Based on figures published by the Central Statistical Agency in 2005, this woreda has an estimated total population of 252,524, of whom 123,801 are men and 128,723 are women; 25,232 or 9.99% of its population are urban dwellers, which is greater than the Zone average of 6.9%. With an estimated area of 545.32 square kilometers, Deder has an estimated population density of 463.1 people per square kilometer, which is greater than the Zone average of 102.6.

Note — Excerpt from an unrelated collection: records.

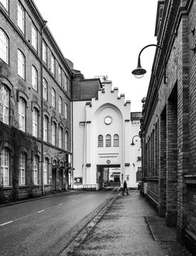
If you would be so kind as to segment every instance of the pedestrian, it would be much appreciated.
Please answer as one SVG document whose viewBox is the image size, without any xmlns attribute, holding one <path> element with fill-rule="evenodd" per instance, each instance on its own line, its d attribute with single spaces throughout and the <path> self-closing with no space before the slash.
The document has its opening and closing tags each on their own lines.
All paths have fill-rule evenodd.
<svg viewBox="0 0 196 256">
<path fill-rule="evenodd" d="M 126 181 L 124 181 L 124 184 L 123 184 L 123 196 L 124 196 L 124 191 L 126 190 L 126 193 L 127 193 L 127 195 L 129 195 L 129 193 L 128 193 L 128 190 L 127 190 L 127 184 L 126 184 Z"/>
</svg>

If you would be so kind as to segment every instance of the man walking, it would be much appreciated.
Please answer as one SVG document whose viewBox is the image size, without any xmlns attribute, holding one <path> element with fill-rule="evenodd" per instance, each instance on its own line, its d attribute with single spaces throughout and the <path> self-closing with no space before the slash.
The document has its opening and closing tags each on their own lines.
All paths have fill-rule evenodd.
<svg viewBox="0 0 196 256">
<path fill-rule="evenodd" d="M 125 190 L 126 190 L 126 193 L 127 193 L 127 195 L 129 195 L 128 190 L 127 190 L 127 184 L 126 184 L 126 181 L 124 181 L 123 188 L 123 188 L 123 193 L 122 193 L 122 195 L 124 196 L 124 193 Z"/>
</svg>

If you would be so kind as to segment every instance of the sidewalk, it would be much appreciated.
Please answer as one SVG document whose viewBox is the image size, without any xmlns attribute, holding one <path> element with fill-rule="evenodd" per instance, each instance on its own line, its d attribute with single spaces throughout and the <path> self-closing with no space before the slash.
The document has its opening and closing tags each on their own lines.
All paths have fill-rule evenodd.
<svg viewBox="0 0 196 256">
<path fill-rule="evenodd" d="M 175 240 L 175 228 L 139 195 L 119 193 L 60 256 L 190 256 Z"/>
</svg>

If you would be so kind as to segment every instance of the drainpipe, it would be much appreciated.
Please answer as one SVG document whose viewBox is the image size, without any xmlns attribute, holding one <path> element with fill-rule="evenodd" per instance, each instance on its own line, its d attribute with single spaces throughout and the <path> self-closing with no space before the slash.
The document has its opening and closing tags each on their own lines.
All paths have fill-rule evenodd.
<svg viewBox="0 0 196 256">
<path fill-rule="evenodd" d="M 47 21 L 44 21 L 44 26 L 41 28 L 41 48 L 40 48 L 40 58 L 41 58 L 41 69 L 40 69 L 40 97 L 41 97 L 41 174 L 42 174 L 42 193 L 45 196 L 44 192 L 44 178 L 43 178 L 43 31 L 46 28 Z"/>
</svg>

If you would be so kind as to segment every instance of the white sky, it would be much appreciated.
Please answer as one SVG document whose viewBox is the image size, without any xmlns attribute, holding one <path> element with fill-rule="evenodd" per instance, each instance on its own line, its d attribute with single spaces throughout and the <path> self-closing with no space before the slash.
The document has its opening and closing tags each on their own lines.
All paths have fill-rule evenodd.
<svg viewBox="0 0 196 256">
<path fill-rule="evenodd" d="M 113 87 L 141 111 L 156 48 L 145 49 L 141 79 L 131 72 L 154 37 L 158 0 L 34 0 L 64 56 L 85 78 L 108 75 Z M 54 4 L 55 3 L 55 4 Z"/>
</svg>

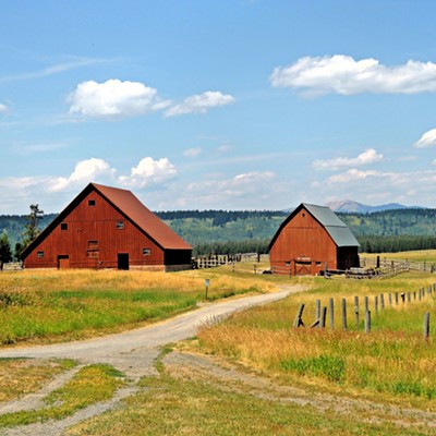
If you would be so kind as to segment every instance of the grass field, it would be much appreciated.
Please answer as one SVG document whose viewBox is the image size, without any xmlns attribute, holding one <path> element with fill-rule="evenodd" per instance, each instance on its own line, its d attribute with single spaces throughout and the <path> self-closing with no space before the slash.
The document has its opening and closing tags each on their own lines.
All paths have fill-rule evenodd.
<svg viewBox="0 0 436 436">
<path fill-rule="evenodd" d="M 253 272 L 50 270 L 0 275 L 0 343 L 60 341 L 128 329 L 216 300 L 268 292 Z"/>
<path fill-rule="evenodd" d="M 353 296 L 417 291 L 436 281 L 429 275 L 408 274 L 388 280 L 314 279 L 310 292 L 256 307 L 198 332 L 203 352 L 219 354 L 256 371 L 274 374 L 306 388 L 403 401 L 436 410 L 436 316 L 432 339 L 423 340 L 424 313 L 436 315 L 435 294 L 422 301 L 387 306 L 375 315 L 373 331 L 364 334 L 363 316 L 354 322 Z M 291 328 L 300 303 L 306 325 L 315 319 L 315 301 L 335 306 L 348 299 L 348 330 L 337 314 L 336 328 Z M 387 299 L 386 299 L 387 301 Z M 362 307 L 362 306 L 361 306 Z"/>
<path fill-rule="evenodd" d="M 436 258 L 416 253 L 416 258 Z M 433 257 L 435 256 L 435 257 Z M 412 259 L 412 255 L 409 257 Z M 433 262 L 433 261 L 432 261 Z M 214 383 L 195 371 L 174 376 L 162 364 L 160 375 L 145 377 L 137 393 L 120 408 L 70 428 L 69 435 L 324 435 L 432 436 L 435 427 L 420 416 L 389 415 L 385 407 L 436 412 L 436 299 L 392 305 L 388 294 L 417 292 L 436 282 L 436 275 L 403 274 L 389 279 L 271 277 L 254 275 L 253 264 L 170 275 L 121 271 L 51 271 L 0 276 L 0 337 L 3 342 L 69 340 L 143 325 L 211 300 L 247 292 L 269 292 L 278 286 L 303 283 L 304 292 L 284 301 L 240 312 L 216 325 L 204 326 L 195 340 L 180 346 L 199 355 L 230 362 L 241 373 L 262 376 L 272 385 L 300 388 L 311 397 L 338 397 L 366 404 L 361 412 L 338 413 L 255 393 L 241 383 Z M 266 268 L 267 265 L 258 265 Z M 386 308 L 375 313 L 375 296 Z M 373 312 L 372 332 L 355 325 L 353 298 L 365 296 Z M 294 329 L 300 303 L 303 320 L 315 319 L 316 301 L 334 299 L 335 328 Z M 340 323 L 340 302 L 348 301 L 348 329 Z M 423 340 L 423 316 L 431 313 L 431 339 Z M 1 336 L 3 335 L 3 336 Z M 0 391 L 7 401 L 35 391 L 73 363 L 0 360 Z M 229 364 L 229 365 L 230 365 Z M 51 374 L 50 374 L 51 373 Z M 199 377 L 199 378 L 198 378 Z M 97 385 L 96 385 L 97 384 Z M 75 410 L 110 398 L 123 384 L 113 368 L 85 366 L 64 388 L 47 398 L 46 408 L 8 414 L 1 426 L 61 419 Z M 15 393 L 8 386 L 23 386 Z M 101 385 L 101 389 L 100 386 Z M 88 386 L 88 387 L 87 387 Z M 278 390 L 279 391 L 279 390 Z M 377 403 L 378 408 L 373 403 Z M 382 408 L 379 408 L 382 407 Z"/>
</svg>

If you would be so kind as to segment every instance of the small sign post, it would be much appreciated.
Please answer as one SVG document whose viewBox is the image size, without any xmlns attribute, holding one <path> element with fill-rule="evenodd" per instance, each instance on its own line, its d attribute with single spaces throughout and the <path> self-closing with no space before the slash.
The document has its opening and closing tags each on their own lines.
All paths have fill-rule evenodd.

The 1994 national census reported a total population for this woreda of 179,541, of whom 91,766 were men and 87,775 women; 14,087 or 7.85% of its population were urban dwellers at the time. The two largest ethnic groups reported in Deder were the Oromo (92.12%), and the Amhara (7.43%); all other ethnic groups made up 0.45% of the population. Oromiffa was spoken as a first language by 92.59%, and 7.04% spoke Amharic; the remaining 0.37% spoke all other primary languages reported. The majority of the inhabitants were Muslim, with 91.86% of the population having reported they practiced that belief, while 7.98% of the population said they professed Ethiopian Orthodox Christianity.